I admire and respect people who seem to have complete control of their lives, the ones who seem to always do things their way, play by their own rules, chart their own path. 'Seem' is the key word in that observation. Those people probably do exert a greater amount of control than most of us, though, and we can learn from them and adopt some of their methods.
My job is primarily one of reaction. Although I report to one person, in reality I have to please four or five different people with every piece of audio I write and produce. Some of those people are executives in my company, some are clients and ultimately every element I create should engage listeners of the radio stations where these things play.
So I am pulled in many competing directions several times a day and I subject myself to this torture willingly because it is usually fun and they pay me well.
Basically what all that means is that I only have partial control of what I do every day. That is normal for most people but it is a challenge for a control-freak like me.
On the personal side, I have alluded to a personal issue that keeps dragging on. Lawyers with varying and sometimes incompatible communication styles are involved and nothing is happening on my timetable. The resolution to the next hurdle should be simple but it isn't and my entire life is being guided by things I can't control. This makes me CRAZY!!!

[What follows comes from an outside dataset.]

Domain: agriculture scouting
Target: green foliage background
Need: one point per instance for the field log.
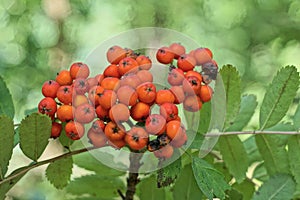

There are some things I can control, like what I eat, which music I listen to in my car, what I photograph … what I post on this blog. I live for those little things I can control because there is so much in my life that is out of control right now.
I seem to be someone who has charted my own path in life, and in many ways that is an accurate assessment. At this exact moment in time, however, the ink on the chart is running. My control will return but I am getting tired of waiting.